The short answer? Probably.
Multi-tasking. We’ve all heard about it and perhaps even touted it as something we’re great at it. But should we be proud of our multi-tasking abilities?
Absolutely not, according to serial entrepreneur and CEO and Founder of Calendar, John Rampton. “This misguided notion [multi-tasking] has been billed as the ideal way to manage time and accomplish more. In reality, multitasking causes an even greater waste of time.”
There are a few different forms of multi-tasking, but each ultimately decreases your ability to do quality work.
- Multitasking (attempting to do two or more tasks simultaneously)
- Switching costs (switching back and forth between tasks)
- Attention residue (performing several tasks in rapid succession)

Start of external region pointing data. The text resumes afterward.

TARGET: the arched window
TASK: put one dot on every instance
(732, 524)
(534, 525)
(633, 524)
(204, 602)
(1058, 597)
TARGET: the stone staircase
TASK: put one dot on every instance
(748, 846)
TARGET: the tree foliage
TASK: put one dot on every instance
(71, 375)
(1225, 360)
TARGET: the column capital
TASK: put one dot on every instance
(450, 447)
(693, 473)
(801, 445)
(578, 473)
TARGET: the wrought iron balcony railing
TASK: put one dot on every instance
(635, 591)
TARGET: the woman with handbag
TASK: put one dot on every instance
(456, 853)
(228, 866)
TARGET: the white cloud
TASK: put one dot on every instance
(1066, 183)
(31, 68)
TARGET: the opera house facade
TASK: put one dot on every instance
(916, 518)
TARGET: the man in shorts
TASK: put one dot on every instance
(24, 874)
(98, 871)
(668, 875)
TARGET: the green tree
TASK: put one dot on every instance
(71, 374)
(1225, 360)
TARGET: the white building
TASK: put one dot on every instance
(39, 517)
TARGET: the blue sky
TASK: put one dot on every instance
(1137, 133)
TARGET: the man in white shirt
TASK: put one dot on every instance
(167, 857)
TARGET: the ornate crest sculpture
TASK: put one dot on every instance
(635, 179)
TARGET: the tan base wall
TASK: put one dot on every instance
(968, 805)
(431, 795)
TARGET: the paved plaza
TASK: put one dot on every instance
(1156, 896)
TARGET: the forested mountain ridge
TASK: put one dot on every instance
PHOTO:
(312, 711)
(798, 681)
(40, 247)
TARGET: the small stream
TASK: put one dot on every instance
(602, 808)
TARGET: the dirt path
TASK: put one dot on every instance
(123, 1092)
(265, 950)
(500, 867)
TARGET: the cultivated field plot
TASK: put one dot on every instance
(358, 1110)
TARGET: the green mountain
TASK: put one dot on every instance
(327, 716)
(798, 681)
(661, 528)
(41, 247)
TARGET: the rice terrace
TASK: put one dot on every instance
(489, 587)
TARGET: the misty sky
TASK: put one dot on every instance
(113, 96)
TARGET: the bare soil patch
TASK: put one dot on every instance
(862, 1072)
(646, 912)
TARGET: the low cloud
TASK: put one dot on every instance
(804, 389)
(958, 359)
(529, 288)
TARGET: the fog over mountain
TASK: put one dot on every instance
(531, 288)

The evolution of multi-tasking
Many of us learned to multitask as a result of growing up and being slowly introduced to more and more technology all the time. As children, our focus might have been on making it to the next world in Super Mario Bros. 3, but as teenagers, it was suddenly doing homework, chatting on AIM, and updating your MySpace background. (I’m talking to a certain generation here.) And as adults? I struggle with trying not to do five things at a time.
For people younger than me, they grew up with technology at their fingertips, and multi-tasking wasn’t such a gradual skill. It’s something they were born and bred with.
So, yes — the majority of us can physically do more than one thing at a time. I can answer an email while talking to a coworker, or scroll Instagram and watch the newest episode of Superstore, or cook dinner and talk on the phone. The problem is that none of us can concentrate on two tasks at a time.
According to Rampton, “Well-meaning multitaskers end up doing a lot of things badly and don’t necessarily finish tasks they planned to get done. Multitasking ends up as unproductive jugglers because their mental focus is pulled in many directions. While you think you are jumping from one task to another quickly, it’s not as fast as focusing on one task, drilling through it, and then moving onto the next task with maximum focus.”
(As an aside, I have 7 browser tabs open and I just stopped writing this for a solid 12 minutes to answer emails and send a project to print…and now I have to jump back in.)
Priority or Priorities?
The word priority didn’t always mean what it does today. In his book Essentialism, Greg McKeown explains the history of the word and how its meaning has shifted over time.
“The word priority came into the English language in the 1400s. It was singular. It meant the very first or prior thing. It stayed singular for the next five hundred years. Only in the 1900s did we pluralize the term and start talking about priorities. Illogically, we reasoned that by changing the word we could bend reality. Somehow we would now be able to have multiple ‘first’ things.
People and companies routinely try to do just that. One leader told me of this experience in a company that talked of ‘Pri-1, Pri-2, Pri-3, Pri-4, and Pri-5.’ This gave the impression of many things being the priority but actually meant nothing was.”
I’ve definitely found myself thinking, “Look how busy I am. I’m doing so many things, and that makes me important.” For some reason, I tend to think that if you’re not busy, you’re not doing enough or you’re not doing something meaningful. But, I’m beginning to see how far that is from the truth.
Understanding and setting your priority for the day can naturally guide you to organize your day around your most important activity — your “anchor task,” as James Clear calls it. Consider laying out your priority/anchor task for the day and staying focused on it. Jumping from task to task and constantly shifting gears inhibits your creative abilities, can increase anxiety, impact your short-term memory, and wastes your time.
We all multi-task, but maybe now is a good time to sit back and consider how that’s changing your productivity and your quality of work.